- O presidente da República, Luiz Inácio Lula da Silva, se reuniu no Chile com líderes da América do Sul e da Espanha em 21 de julho de 2025.
- Durante o encontro, Lula criticou a democracia liberal, afirmando que não atende às demandas atuais e que o sistema político tradicional perdeu credibilidade.
- Ele destacou a importância da união entre os setores público, privado e da sociedade civil para a defesa da democracia.
- Lula também abordou a necessidade de regulação das plataformas digitais para proteger os cidadãos e o estado democrático de direito.

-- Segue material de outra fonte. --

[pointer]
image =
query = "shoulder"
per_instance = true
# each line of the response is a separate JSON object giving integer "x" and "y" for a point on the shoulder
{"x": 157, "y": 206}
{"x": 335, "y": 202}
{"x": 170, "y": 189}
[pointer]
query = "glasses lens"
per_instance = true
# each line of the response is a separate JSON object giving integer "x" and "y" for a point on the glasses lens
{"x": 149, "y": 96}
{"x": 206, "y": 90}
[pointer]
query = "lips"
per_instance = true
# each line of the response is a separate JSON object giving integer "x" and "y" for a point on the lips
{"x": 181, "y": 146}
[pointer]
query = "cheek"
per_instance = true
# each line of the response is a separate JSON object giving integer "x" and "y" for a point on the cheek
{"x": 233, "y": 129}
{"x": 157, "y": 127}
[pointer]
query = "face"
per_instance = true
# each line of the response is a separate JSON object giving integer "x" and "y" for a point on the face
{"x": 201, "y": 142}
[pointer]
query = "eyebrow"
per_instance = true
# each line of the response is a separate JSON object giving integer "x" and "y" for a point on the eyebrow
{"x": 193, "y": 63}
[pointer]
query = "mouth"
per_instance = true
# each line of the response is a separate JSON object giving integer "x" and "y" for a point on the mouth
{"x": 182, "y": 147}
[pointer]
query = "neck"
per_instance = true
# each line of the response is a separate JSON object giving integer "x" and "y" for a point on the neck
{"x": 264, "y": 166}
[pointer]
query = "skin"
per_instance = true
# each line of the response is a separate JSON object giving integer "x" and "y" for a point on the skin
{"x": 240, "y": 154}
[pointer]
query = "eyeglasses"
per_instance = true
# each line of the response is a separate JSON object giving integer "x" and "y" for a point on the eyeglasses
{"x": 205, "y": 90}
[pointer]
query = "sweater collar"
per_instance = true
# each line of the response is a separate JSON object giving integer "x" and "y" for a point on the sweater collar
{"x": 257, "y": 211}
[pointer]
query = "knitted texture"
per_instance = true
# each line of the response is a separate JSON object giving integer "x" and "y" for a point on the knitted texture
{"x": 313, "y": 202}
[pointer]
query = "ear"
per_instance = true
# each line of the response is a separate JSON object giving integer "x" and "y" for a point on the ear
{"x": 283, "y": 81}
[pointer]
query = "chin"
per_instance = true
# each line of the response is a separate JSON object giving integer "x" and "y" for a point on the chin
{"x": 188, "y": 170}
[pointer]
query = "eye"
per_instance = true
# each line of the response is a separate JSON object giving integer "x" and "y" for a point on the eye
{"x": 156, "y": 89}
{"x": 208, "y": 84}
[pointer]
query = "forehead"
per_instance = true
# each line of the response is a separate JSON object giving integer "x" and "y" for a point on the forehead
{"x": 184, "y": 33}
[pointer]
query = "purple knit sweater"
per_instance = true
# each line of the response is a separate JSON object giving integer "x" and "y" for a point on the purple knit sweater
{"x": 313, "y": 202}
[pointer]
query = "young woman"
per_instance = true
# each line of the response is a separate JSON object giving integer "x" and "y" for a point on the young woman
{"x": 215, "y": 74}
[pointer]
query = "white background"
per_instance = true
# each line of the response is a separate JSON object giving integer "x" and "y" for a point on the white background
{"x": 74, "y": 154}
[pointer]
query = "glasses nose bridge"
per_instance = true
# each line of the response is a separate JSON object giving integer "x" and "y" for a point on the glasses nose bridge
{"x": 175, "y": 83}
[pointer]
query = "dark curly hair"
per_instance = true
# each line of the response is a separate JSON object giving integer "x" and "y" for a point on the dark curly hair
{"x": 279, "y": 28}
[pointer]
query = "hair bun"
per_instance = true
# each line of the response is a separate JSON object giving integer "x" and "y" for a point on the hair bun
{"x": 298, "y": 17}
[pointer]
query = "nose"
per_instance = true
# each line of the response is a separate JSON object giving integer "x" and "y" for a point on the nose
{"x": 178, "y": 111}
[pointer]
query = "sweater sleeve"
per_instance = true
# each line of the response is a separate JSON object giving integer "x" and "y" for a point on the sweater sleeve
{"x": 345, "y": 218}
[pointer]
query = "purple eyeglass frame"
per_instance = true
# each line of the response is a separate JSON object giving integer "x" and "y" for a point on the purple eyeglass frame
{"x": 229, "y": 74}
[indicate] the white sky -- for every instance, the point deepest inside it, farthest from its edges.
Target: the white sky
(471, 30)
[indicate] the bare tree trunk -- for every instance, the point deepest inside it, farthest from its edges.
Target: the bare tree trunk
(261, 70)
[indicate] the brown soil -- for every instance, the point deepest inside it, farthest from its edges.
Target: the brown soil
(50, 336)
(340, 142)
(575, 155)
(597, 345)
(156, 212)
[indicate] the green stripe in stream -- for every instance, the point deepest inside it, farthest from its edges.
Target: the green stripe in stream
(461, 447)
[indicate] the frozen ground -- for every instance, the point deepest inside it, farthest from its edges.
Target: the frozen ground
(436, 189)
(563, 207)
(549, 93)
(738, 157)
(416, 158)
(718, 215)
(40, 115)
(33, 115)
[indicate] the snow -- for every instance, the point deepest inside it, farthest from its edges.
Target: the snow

- O presidente alertou que a falta de um novo modelo de desenvolvimento pode deixar a democracia vulnerável a interesses econômicos prejudiciais.
O presidente Luiz Inácio Lula da Silva se reuniu nesta segunda-feira, 21, no Chile, com líderes da América do Sul e da Espanha para discutir a defesa da democracia e o combate ao extremismo. Durante o encontro, Lula criticou a democracia liberal, afirmando que ela não atende às demandas contemporâneas e que o sistema político tradicional perdeu credibilidade.
Lula, ao lado de Gabriel Boric (Chile), Gustavo Petro (Colômbia), Yamandú Orsi (Uruguai) e Pedro Sánchez (Espanha), enfatizou a importância da união entre os setores público, privado e da sociedade civil. A defesa da democracia, segundo ele, não deve ser responsabilidade exclusiva dos governos, mas requer a participação ativa de todos os segmentos da sociedade. O presidente destacou que o extremismo e as práticas intervencionistas ameaçam a soberania dos países.
Regulação das Plataformas Digitais
Em sua fala, Lula também abordou a necessidade de regulação das plataformas digitais. Ele argumentou que essa medida é fundamental para proteger os cidadãos e o estado democrático de direito. O presidente ressaltou que a liberdade de expressão deve ter limites para evitar a incitação à violência e o discurso de ódio.
Lula alertou que, sem um novo modelo de desenvolvimento, a democracia continuará vulnerável a interesses econômicos que podem comprometer o bem-estar da sociedade. Ele defendeu que a América Latina e o Caribe têm um papel crucial na promoção da paz e do diálogo, além de reforçar o multilateralismo como resposta aos desafios atuais.